Ignazio La Russa e le critiche al fratello per il saluto romano

Nella sua intervista a Telelombardia, il vice-presidente del Senato ha commentato così l’accaduto e le polemiche per il gesto del fratello:

“Sono incaz*ato, sia per la storia sia per l’esagerazione e il modo assolutamente abnorme con cui viene trattato un saluto a un defunto che ha chiesto quel saluto e capisco una persona buona come mio fratello che, pur sbagliando, era di fronte a una scelta: faccio come ha detto mio cognato e fratello oppure faccio un mezzo saluto. Non so come ha reagito. Giorgia Meloni non l’ho sentita al telefono, ci siamo scritti. Anche lei è basita come me. È stato un errore grave, al di là delle giuste giustificazioni”.
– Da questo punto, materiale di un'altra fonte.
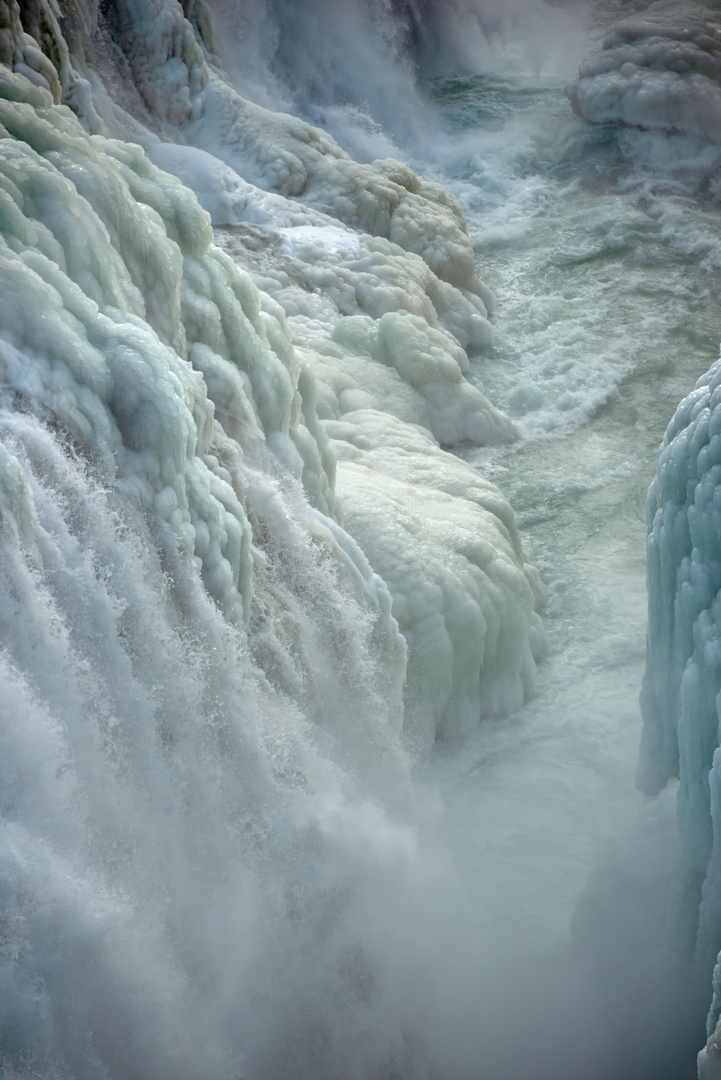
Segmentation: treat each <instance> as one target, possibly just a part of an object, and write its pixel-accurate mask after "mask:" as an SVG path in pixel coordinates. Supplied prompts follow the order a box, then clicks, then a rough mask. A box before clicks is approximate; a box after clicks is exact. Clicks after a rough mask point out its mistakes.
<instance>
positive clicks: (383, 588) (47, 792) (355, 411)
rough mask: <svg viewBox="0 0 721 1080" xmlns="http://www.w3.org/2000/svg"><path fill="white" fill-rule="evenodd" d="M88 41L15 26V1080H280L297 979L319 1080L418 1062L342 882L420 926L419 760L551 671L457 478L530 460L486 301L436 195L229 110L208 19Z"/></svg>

Giustificazioni che, all’indomani delle polemiche, sono state paradossali. Prima Fratelli d’Italia ha negato le evidente (immortalate da un video inequivocabile) sostenendo che Romano La Russa stesse invitando gli altri presenti a non fare il saluto romano. Poi la versione dello stesso assessore alla Sicurezza della Regione Lombardia che, nel giro di pochi minuti, aveva smentito la narrazione forzata del suo partito. Infine, la decisione della Procura di Milano di aprire un’indagine esplorativa sul comportamento del minore dei fratelli La Russa in politica. Nonostante tutto ciò, Ignazio La Russa sostiene che le polemiche siano state esagerate:

“Conosco mio fratello, è la persona più buona del mondo. Quello è suo cognato e ha lasciato detto che voleva quel saluto. Lui non era un militante di Fratelli d’Italia e mio fratello ha cercato di far fare il presente come voleva il defunto, non ci è riuscito poi ha alzato la mano, non l’ha alzata, non lo so. Sicuramente è stato un errore che però stanno montando troppo”.